The song itself exemplifies what The Clash did best: merge pop music with radical politics. This, I think, is a lethal combination. If “Spanish Bombs” isn’t one of the greatest pop songs to ever exist, then I don’t know what is. What they have done with this track is construct a danceable song that inspires critical thought and the remembrance of moments in which humans almost got it right. To say that the pop aesthetic is just a smooth way to sugarcoat the political message would be false—both parts are equally powerful, and without this equality, the track would either plunge into mindlessness or dogmatism. The Clash’s merging of these two critical forces reaches the height of perfection here.

When I listen to the song now, I recall the following: One day, I was walking by myself through the streets of Sevilla, crossing over the Guadalquivir, heading over to the other side of the city in search of the small pottery district, stopping at every cathedral along the way. It was ridiculously hot, but there was a light breeze. I looked up, and waving from an apartment window was that most beautiful of flags—you know, the one that is half red and half black. I took a picture of it so I would never forget. Similarly, in “Spanish Bombs” The Clash has eternalized that magical moment when the “trenches (were) full of poets” who “sang the red flag (and) wore the black one," except within a three and a half minute pop-bomb that's still ticking.

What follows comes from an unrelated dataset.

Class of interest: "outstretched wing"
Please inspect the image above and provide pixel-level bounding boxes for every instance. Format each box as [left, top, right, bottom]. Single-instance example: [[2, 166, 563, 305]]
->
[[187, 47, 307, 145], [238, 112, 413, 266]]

STREAM: Spanish Bombs at hype machine

YOUTUBE: Spanish Bombs, live, Paris, 1980
YOUTUBE: Spanish Civil War meets Spanish Bombs

Reading and Viewing recommendations for the heads:
The link above, where I mention Orwell, will take you to an online version of the text. Anyone interested in the Spanish Civil War, should read Orwell’s beautiful and tragic first hand account in Homage To Catalonia. Murray Bookchin’s The Spanish Anarchists: The Heroic Years, is also really great. Any good indie video store should have a VHS copy of Land and Freedom, which is a pretty decent film. The propaganda posters from the war are absolutely beautiful. UC San Diego has posted some images from their collection that are worth checking out. Finally, check out AK Press’s Spanish Revolution section for more reading recommendations.

5 comments:

Al said...

Would it be as good without the Castilian pronunciation of corazón?

NO IT WOULD NOT.

Cheech said...

Have read it. I completely prefer Orwell's nonfiction to his fiction. I'm not trying to put down 1984 or Animal Farm; I'm trying to PUT UP that one, his essays collection, and Down And Out In Paris And London. People don't even know they exist.

parallelliott said...

what you both say is trill

jimmy said...

great song indeed. BTW, Spanish Castle Magic is actually referring to a rock club in Seattle I believe, called Spanish Castle or some such (also a great song)

parallelliott said...

good call about hendrix not talkinga about spain. in the lyrics, even, he says "and while it's not in spain all the same it's a groovy name."